Objective: The purpose of this study was to compare the effects of thoracic thrust manipulation vs thoracic non-thrust mobilization in patients with bilateral chronic mechanical neck pain on pressure pain sensitivity and neck pain intensity.

Methods: Fifty-two patients (58% were female) were randomly assigned to a thoracic spine thrust manipulation group or of thoracic non-thrust mobilization group. Pressure pain thresholds (PPTs) over C5-C6 zygapophyseal joint, second metacarpal, and tibialis anterior muscle and neck pain intensity (11-point Numerical Pain Rate Scale) were collected at baseline and 10 minutes after the intervention by an assessor blinded to group allocation. Mixed-model analyses of variance (ANOVAs) were used to examine the effects of the treatment on each outcome.
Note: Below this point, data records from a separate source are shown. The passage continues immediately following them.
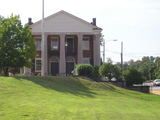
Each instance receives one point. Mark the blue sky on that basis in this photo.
(135, 22)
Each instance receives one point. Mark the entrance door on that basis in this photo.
(69, 67)
(54, 68)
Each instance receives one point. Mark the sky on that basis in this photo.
(135, 22)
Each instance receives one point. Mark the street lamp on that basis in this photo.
(42, 41)
(122, 59)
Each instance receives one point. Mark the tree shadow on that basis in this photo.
(66, 85)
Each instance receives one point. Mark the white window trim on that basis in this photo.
(54, 38)
(36, 64)
(86, 59)
(86, 39)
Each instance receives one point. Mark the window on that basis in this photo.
(54, 43)
(38, 44)
(37, 64)
(86, 60)
(85, 43)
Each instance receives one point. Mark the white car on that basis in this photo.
(156, 82)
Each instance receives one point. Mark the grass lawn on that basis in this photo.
(69, 98)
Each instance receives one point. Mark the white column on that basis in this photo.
(96, 49)
(62, 61)
(44, 57)
(80, 52)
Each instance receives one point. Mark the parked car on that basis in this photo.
(156, 82)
The primary analysis was the group * time interaction.

Results: No significant interactions were found with the mixed-model ANOVAs for any PPT (C5-C6: P>.252; second metacarpal: P>.452; tibialis anterior: P>.273): both groups exhibited similar increases in PPT (all, P<.01), but within-group and between-group effect sizes were small (standardized mean score difference [SMD]<0.22). The ANOVA found that patients receiving thoracic spine thrust manipulation experienced a greater decrease in neck pain (between-group mean difference: 1.4; 95% confidence interval, 0.8-2.1) than did those receiving thoracic spine non-thrust mobilization (P<.001). Within-group effect sizes were large for both groups (SMD>2.1), and between-group effect size was also large (SMD = 1.3) in favor of the manipulative group.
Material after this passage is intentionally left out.